Over the last few years we have experienced an enormous data deluge, which has
played a key role in the surge of interest in AI. A partial list of some large
datasets:
- ImageNet, with over 14 million images for classification and object detection.
- Movielens, with 20 million user ratings of movies for collaborative filtering.
- Udacity’s car dataset (at least 223GB) for training self-driving cars.
- Yahoo’s 13.5 TB dataset of user-news interaction for studying human behavior.
Stochastic Gradient Descent (SGD) has been the engine fueling the
development of large-scale models for these datasets. SGD is remarkably
well-suited to large datasets: it estimates the gradient of the loss function on
a full dataset using only a fixed-sized minibatch, and updates a model many
times with each pass over the dataset.
But SGD has limitations. When we construct a model, we use a loss function
Lθ(x) with dataset x and model parameters θ and attempt to
minimize the loss by gradient descent on θ. This shortcut approach makes
optimization easy, but is vulnerable to a variety of problems including
over-fitting, excessively sensitive coefficient values, and possibly slow
convergence. A more robust approach is to treat the inference problem for
θ as a full-blown posterior inference, deriving a joint distribution
p(x,θ) from the loss function, and computing the posterior p(θ|x).
This is the Bayesian modeling approach, and specifically the Bayesian Neural
Network approach when applied to deep models. This recent tutorial by Zoubin
Ghahramani discusses some of the advantages of this approach.
The model posterior p(θ|x) for most problems is intractable (no closed
form).
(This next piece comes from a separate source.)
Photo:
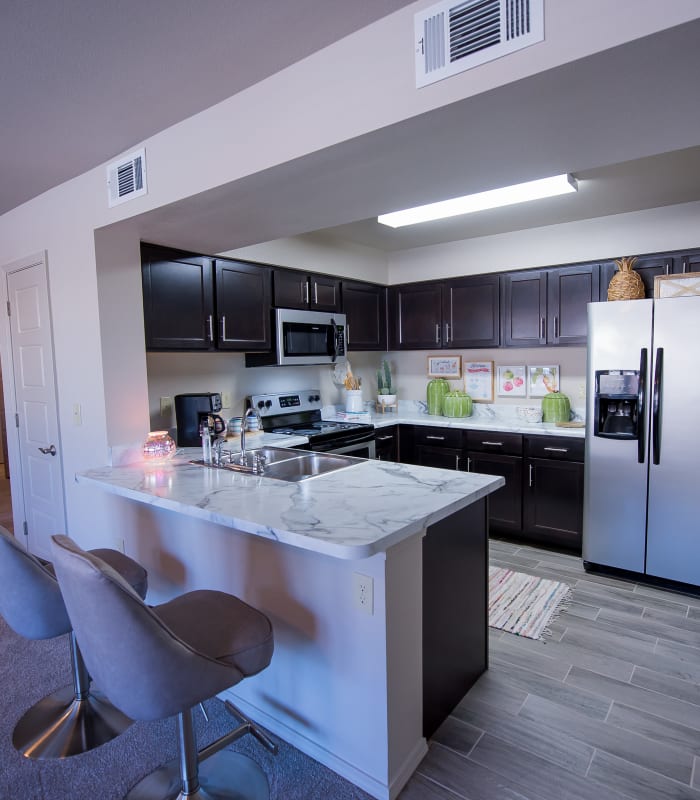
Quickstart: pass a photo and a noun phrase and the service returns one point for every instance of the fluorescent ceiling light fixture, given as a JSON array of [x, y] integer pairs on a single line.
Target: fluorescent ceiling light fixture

There are two methods in Machine Learning to work around intractable
posteriors: Variational Bayesian methods and Markov Chain Monte Carlo
(MCMC). In variational methods, the posterior is approximated with a simpler
distribution (e.g. a normal distribution) and its distance to the true posterior
is minimized. In MCMC methods, the posterior is approximated as a sequence of
correlated samples (points or particle densities). Variational Bayes methods
have been widely used but often introduce significant error — see this recent
comparison with Gibbs Sampling, also Figure 3 from the Variational
Autoencoder (VAE) paper. Variational methods are also more computationally
expensive than direct parameter SGD (it’s a small constant factor, but a small
constant times 1-10 days can be quite important).
MCMC methods have no such bias. You can think of MCMC particles as rather like
quantum-mechanical particles: you only observe individual instances, but they
follow an arbitrarily-complex joint distribution. By taking multiple samples you
can infer useful statistics, apply regularizing terms, etc. But MCMC methods
have one over-riding problem with respect to large datasets: other than the
important class of conjugate models which admit Gibbs sampling, there has been
no efficient way to do the Metropolis-Hastings tests required by general MCMC
methods on minibatches of data (we will define/review MH tests in a moment). In
response, researchers had to design models to make inference tractable, e.g.
Restricted Boltzmann Machines (RBMs) use a layered, undirected design to
make Gibbs sampling possible. In a recent breakthrough, VAEs use
variational methods to support more general posterior distributions in
probabilistic auto-encoders. But with VAEs, like other variational models, one
has to live with the fact that the model is a best-fit approximation, with
(usually) no quantification of how close the approximation is. Although they
typically offer better accuracy, MCMC methods have been sidelined recently in
auto-encoder applications, lacking an efficient scalable MH test.
A bridge between SGD and Bayesian modeling has been forged recently by papers on
Stochastic Gradient Langevin Dynamics (SGLD) and Stochastic Gradient
Hamiltonian Monte Carlo (SGHMC). These methods involve minor variations to
typical SGD updates which generate samples from a probability distribution which
is approximately the Bayesian model posterior p(θ|x). These approaches
turn SGD into an MCMC method, and as such require Metropolis-Hastings (MH) tests
for accurate results, the topic of this blog post.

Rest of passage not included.